1. Problems encountered this week

2. Upgrades/improvements made this week

3. What are we planning to do next week?

4. Long-term project updates (if not already covered)

 1. Castor 2.1.15
 2. SL7 upgrade on tape servers

5. Special topics

6. Actions

7. Anything for CASTOR-Fabric?

8. AoTechnicalB

9. Availability for next week

10. On-Call

11. AoOtherB


Operation problems

gdss677 (cmsTape) and gdss739 (lhcbDst) failed and went out of prod

puppetdev failed

A number of facilities tape drives were down

Operation news

The firmware was upgraded on a number of CV11 servers: gdss662 (atlasTape) and gdss655, gdss656, gdss657 and gdss673 (lhcbRawDst) RT175801

Long-term projects

Castor 2.1.15 upgrade has been postoponed until January 2017

Development continues to migrate castor tape servers to aquilon

Actions

RA disks servers requiring RAID update - locate servers and plan for update with fabric RT175801

Follow up the impact of the new WAN parameters deployed on ~50% CMS disk servers

Talk to AL about the issue with unrouted files to tape in CMS

RA to identify a spare machine to be used for the tape server migration to aquilon

Check if there is a nagios test that checks for facilities tape drives being down

RA/GP to deploy the former Ceph OCF14 servers into aliceDisk (see RAL disk server deployment plan by Alastair)
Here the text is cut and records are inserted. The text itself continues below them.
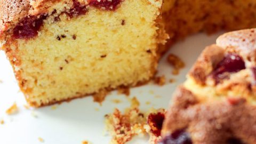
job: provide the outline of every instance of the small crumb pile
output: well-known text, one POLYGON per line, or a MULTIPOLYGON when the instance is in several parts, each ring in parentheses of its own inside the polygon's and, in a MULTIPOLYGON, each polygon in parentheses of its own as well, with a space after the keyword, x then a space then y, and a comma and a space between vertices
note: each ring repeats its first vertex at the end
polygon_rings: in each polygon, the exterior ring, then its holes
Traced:
POLYGON ((140 103, 135 97, 131 103, 131 107, 125 109, 124 114, 115 109, 113 114, 105 116, 106 129, 112 136, 110 143, 125 143, 135 135, 147 134, 150 135, 150 143, 157 143, 161 139, 159 132, 165 111, 161 109, 141 112, 139 109, 140 103))
POLYGON ((18 112, 18 107, 16 102, 14 102, 11 107, 10 107, 5 113, 8 115, 12 115, 18 112))
POLYGON ((173 66, 174 69, 172 73, 174 75, 178 75, 180 70, 185 67, 184 62, 183 62, 180 58, 173 54, 170 54, 168 55, 167 61, 171 65, 173 66))

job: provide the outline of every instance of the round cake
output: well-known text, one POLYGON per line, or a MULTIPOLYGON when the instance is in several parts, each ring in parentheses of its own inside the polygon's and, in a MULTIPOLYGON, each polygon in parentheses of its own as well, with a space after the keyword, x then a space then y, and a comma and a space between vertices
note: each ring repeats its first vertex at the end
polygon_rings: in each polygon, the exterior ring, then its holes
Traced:
POLYGON ((256 143, 256 29, 207 47, 173 95, 161 143, 256 143))

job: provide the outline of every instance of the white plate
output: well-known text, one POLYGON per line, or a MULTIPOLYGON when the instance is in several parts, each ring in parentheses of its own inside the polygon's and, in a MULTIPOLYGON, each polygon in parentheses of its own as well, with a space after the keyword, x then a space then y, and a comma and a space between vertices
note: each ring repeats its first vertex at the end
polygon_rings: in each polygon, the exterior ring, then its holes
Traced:
MULTIPOLYGON (((142 110, 151 107, 167 108, 175 87, 185 81, 186 74, 200 52, 205 46, 214 43, 216 38, 222 33, 210 36, 196 34, 173 45, 169 52, 179 55, 185 62, 186 68, 179 75, 172 75, 172 67, 166 61, 166 54, 160 62, 158 75, 164 75, 167 81, 174 78, 176 82, 167 83, 163 86, 149 84, 133 88, 130 97, 137 97, 142 110), (150 104, 146 105, 146 102, 150 104)), ((0 79, 3 81, 0 83, 0 120, 5 121, 4 124, 0 124, 0 143, 42 143, 39 137, 44 139, 43 143, 78 144, 83 140, 94 144, 108 143, 111 138, 102 133, 104 115, 113 112, 115 108, 123 110, 130 105, 126 97, 117 95, 114 91, 106 98, 102 106, 93 102, 92 98, 89 97, 56 105, 55 110, 52 110, 51 106, 27 110, 23 107, 26 103, 24 98, 19 92, 11 66, 2 51, 0 52, 0 79), (122 102, 115 103, 113 100, 115 99, 122 102), (5 110, 14 101, 17 101, 19 113, 13 116, 6 115, 5 110)), ((147 139, 136 138, 130 143, 148 143, 147 139)))

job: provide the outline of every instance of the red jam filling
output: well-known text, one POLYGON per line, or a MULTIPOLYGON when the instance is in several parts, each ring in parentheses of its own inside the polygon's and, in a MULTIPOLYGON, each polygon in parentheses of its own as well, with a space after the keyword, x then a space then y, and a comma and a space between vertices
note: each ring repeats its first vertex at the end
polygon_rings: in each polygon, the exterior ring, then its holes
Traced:
POLYGON ((23 19, 13 29, 15 38, 29 38, 37 35, 38 30, 43 25, 43 21, 47 16, 42 15, 39 18, 36 16, 23 19))
POLYGON ((84 14, 87 12, 86 6, 81 6, 80 3, 76 0, 73 0, 73 8, 71 9, 69 13, 67 14, 70 17, 73 18, 81 14, 84 14))
POLYGON ((165 136, 159 144, 192 144, 189 134, 184 130, 179 130, 165 136))
POLYGON ((227 140, 227 144, 244 144, 241 139, 237 138, 231 138, 227 140))
POLYGON ((90 5, 98 9, 103 9, 107 10, 115 10, 117 6, 121 2, 121 0, 92 0, 90 2, 90 5))
POLYGON ((164 118, 164 114, 161 113, 150 114, 148 117, 148 124, 150 127, 151 131, 156 137, 161 134, 164 118))
POLYGON ((244 69, 245 63, 243 58, 237 54, 229 53, 217 65, 211 75, 219 82, 227 78, 227 73, 236 73, 244 69))
MULTIPOLYGON (((115 10, 122 0, 91 0, 88 5, 94 6, 98 9, 106 10, 115 10)), ((87 12, 87 5, 81 6, 77 0, 73 0, 73 8, 66 13, 70 17, 84 14, 87 12)), ((56 11, 55 11, 56 12, 56 11)), ((54 13, 54 12, 53 12, 54 13)), ((40 28, 43 26, 43 20, 46 19, 47 15, 42 14, 39 18, 36 16, 26 17, 23 19, 14 28, 13 37, 15 38, 30 38, 37 36, 40 28)), ((60 19, 59 17, 55 19, 56 21, 60 19)))

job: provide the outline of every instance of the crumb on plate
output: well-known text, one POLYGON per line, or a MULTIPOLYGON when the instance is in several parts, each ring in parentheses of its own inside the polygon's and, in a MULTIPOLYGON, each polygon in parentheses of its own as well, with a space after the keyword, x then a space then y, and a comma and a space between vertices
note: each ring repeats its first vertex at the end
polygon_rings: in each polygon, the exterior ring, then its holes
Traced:
POLYGON ((113 99, 112 100, 112 102, 115 103, 119 103, 122 102, 122 101, 121 100, 118 99, 113 99))
POLYGON ((113 113, 105 115, 105 128, 112 136, 110 143, 125 143, 135 135, 147 134, 150 135, 150 143, 157 143, 161 137, 156 136, 155 131, 161 131, 159 129, 162 129, 162 124, 159 124, 161 122, 158 121, 160 119, 157 118, 157 116, 154 116, 158 114, 164 115, 165 110, 163 109, 151 109, 147 113, 144 113, 139 109, 140 103, 135 97, 131 99, 130 102, 131 106, 126 108, 124 113, 115 109, 113 113), (148 119, 149 116, 152 115, 153 116, 151 117, 153 118, 148 119), (157 118, 155 119, 155 117, 157 118), (161 127, 156 126, 160 125, 161 127))
POLYGON ((5 113, 8 115, 12 115, 18 112, 18 107, 16 102, 13 103, 13 104, 8 109, 6 110, 5 113))
POLYGON ((173 75, 177 75, 179 74, 180 70, 185 67, 185 63, 178 56, 170 54, 167 58, 167 62, 172 65, 174 69, 172 71, 173 75))
POLYGON ((93 95, 93 101, 98 102, 101 106, 102 102, 105 100, 106 97, 109 93, 109 92, 106 90, 100 91, 99 93, 93 95))
POLYGON ((95 111, 100 111, 100 109, 98 108, 94 108, 95 111))
POLYGON ((38 116, 36 114, 36 113, 34 111, 32 111, 32 112, 31 113, 31 115, 35 118, 38 117, 38 116))
POLYGON ((153 90, 150 90, 149 93, 149 94, 154 94, 154 92, 153 90))
POLYGON ((117 89, 117 94, 123 94, 126 96, 130 95, 130 88, 128 87, 121 87, 117 89))
POLYGON ((29 108, 30 108, 30 107, 27 104, 25 104, 23 105, 23 106, 26 109, 29 109, 29 108))
POLYGON ((154 82, 158 85, 164 85, 165 84, 165 77, 164 76, 156 77, 154 78, 154 82))
POLYGON ((57 108, 57 106, 53 106, 51 107, 51 109, 52 110, 55 110, 57 108))
POLYGON ((43 139, 43 138, 42 138, 41 137, 38 138, 38 140, 39 140, 39 141, 40 141, 41 142, 43 142, 44 141, 44 139, 43 139))
POLYGON ((169 79, 169 82, 170 83, 175 83, 176 82, 176 80, 174 78, 171 78, 169 79))
POLYGON ((151 102, 149 101, 147 101, 145 102, 145 104, 147 105, 149 105, 151 104, 151 102))
POLYGON ((82 142, 82 144, 89 144, 89 143, 88 142, 88 141, 87 140, 84 140, 83 142, 82 142))

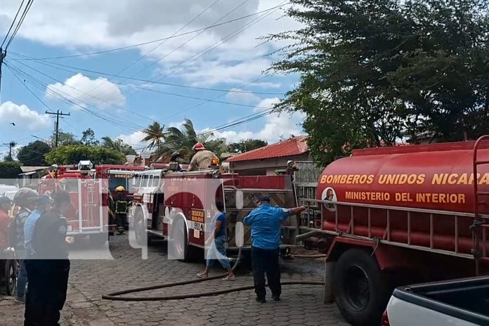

John Kelly to enquire about the nagios messages on gdss619

Completed actions

Andrey to create a wiki page to capture the details of the DB problem that caused problems in Castor 2.1.15 draining

RA to find a machine with SL6 to be used as a spare head node

GP to come up with a procedure to deal with a failed head node

Staffing

GP on call this with RA as a back up. Hand over to Chris on Friday 7/10.